L’assiette de charcuteries (de la Cascina Savoiarda, à Roero) servie avec le délicieux pain maison et du beurre des pâturages. Le plat de viandes crues n’est pas mal non plus : saucisse de Bra tartare faite avec de la viande de Fassone à la mode d’Alba et le steak Fassone tartare (la qualité et la taille de la pièce, uniques dans la ville, évoquent un peu le brio de Marsupino, à Briaglia). Toutes les pâtes fraîches sont faites maison à la main. Outre l’agneau « Gobbo » farci de viande et cuit dans du beurre fondu, Tommaso propose des passatelli dans un bouillon de chapon avec juste une petite pointe de parmesan, pour ne pas trop masquer la noix de muscade et le zeste de citron. Parmi les plats de résistance, celui consacré au « cinquième quart » de bœuf est désormais un classique: une fantastique salade froide de tripes cuites avec une sauce aux anchois. La cervelle panée aux céréales et le ris de veau pané au riz soufflé suivis d’une matrice de vache avec sauce aux haricots et oignons sont le fruit d’une somptueuse élaboration. Demandez sans crainte la côte de bœuf Fassone : matière première excellente et point de cuisson saignant idéal. Ou le cochon de lait mariné à la moutarde et au miel servi en roulades. Nous recommandons aussi le hamburger, exquis (malheureusement servi le midi, uniquement), avec son pain aromatique (de la boulangerie Perino) et, surtout, sa délicieuse viande de bœuf Angus assortie d’oreille de porc de Cinta Senese fumée (de chez Paolo Parisi). Et pour terminer, n’hésitez pas à opter pour les fromages du Piémont de L’Arbiora di Gian Domenico Negro.

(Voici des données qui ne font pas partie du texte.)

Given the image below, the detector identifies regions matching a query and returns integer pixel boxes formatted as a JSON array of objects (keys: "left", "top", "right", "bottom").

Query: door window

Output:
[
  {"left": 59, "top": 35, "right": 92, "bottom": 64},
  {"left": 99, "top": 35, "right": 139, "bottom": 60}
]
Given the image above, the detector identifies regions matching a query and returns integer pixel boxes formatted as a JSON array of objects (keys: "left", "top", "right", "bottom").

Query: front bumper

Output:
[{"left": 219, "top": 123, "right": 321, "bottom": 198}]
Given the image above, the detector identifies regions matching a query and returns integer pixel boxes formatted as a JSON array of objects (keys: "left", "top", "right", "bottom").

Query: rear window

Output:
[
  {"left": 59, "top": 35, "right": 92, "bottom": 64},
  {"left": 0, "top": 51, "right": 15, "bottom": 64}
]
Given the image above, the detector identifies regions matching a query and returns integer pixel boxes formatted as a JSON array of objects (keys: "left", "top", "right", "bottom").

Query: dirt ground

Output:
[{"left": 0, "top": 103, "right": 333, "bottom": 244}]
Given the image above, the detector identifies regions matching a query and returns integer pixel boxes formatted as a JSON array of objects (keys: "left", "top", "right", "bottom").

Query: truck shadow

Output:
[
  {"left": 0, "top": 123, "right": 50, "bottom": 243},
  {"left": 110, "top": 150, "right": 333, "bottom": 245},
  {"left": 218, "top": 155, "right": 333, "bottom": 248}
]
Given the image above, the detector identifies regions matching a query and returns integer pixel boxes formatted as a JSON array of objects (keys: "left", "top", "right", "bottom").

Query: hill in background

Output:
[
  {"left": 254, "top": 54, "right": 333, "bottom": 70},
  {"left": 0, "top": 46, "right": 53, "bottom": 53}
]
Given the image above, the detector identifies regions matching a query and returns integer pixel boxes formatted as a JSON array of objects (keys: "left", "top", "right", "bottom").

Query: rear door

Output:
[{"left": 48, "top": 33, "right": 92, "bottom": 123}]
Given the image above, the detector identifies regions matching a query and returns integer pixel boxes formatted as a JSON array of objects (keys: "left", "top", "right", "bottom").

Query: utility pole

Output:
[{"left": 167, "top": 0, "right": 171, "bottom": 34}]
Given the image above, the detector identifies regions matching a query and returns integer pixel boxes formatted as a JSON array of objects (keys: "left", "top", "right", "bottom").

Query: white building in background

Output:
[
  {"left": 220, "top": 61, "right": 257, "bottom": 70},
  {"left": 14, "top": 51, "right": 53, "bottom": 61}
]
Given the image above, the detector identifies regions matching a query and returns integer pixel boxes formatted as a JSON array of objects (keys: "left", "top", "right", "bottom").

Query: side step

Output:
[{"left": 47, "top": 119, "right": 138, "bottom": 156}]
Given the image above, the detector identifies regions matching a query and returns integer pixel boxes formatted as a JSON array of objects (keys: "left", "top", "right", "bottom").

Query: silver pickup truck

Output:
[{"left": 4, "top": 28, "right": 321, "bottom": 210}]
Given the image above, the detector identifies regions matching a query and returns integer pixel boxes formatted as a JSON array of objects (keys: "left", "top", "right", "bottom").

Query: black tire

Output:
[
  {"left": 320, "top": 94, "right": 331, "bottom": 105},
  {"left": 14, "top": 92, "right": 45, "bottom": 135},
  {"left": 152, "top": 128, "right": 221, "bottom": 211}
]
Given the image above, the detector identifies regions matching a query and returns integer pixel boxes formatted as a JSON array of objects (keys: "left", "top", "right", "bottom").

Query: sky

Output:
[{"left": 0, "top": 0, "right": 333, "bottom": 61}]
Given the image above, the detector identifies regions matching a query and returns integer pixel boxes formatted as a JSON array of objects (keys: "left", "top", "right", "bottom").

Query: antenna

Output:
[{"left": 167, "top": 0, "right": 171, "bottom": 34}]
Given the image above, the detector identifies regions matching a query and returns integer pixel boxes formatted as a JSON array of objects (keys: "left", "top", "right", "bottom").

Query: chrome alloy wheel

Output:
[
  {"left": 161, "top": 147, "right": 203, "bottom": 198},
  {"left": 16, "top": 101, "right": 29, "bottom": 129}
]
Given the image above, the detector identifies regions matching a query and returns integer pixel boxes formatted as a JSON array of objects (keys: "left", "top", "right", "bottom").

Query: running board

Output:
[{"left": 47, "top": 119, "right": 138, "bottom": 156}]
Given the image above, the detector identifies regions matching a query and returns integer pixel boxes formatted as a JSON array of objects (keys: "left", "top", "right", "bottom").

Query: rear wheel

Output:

Pour être complet, notons que depuis l’hiver dernier (2010-2011), le chef a évolué sur le plan technique, comme en témoigne des plats tels que l’œuf poché pané sur lit d’asperges servi avec une goutte de crème au fromage et du lard croquant de chez Paolo Parisi ; la salade de chapon et chicorée avec pain aux marrons et agrumes, minimaliste, mais extrêmement raffinée et gustativement précise ; ou les incommensurables raviolis de tripes déposés sur un lit de fèves en compagnie d’oignon rouge aigre-doux.
En définitive, Il Consorzio est synonyme d’ambiance agréable, bons vins, cuisine simple élaborée avec de bonnes matières premières, pain de qualité, excellentes charcuteries, pâtes faites maison, viande de bœuf Fassone, poisson frais et fromages Arbiora, le tout à un prix raisonnable. Ce qui peut sembler évident dans certaines régions est devenu pratiquement impossible dans une grande ville actuelle.
L’avenir est déjà entre ses mains : il l’a conquis avec la passion qui bout en lui et l’emmènera certainement vers les plus hautes sphères de la gastronomie.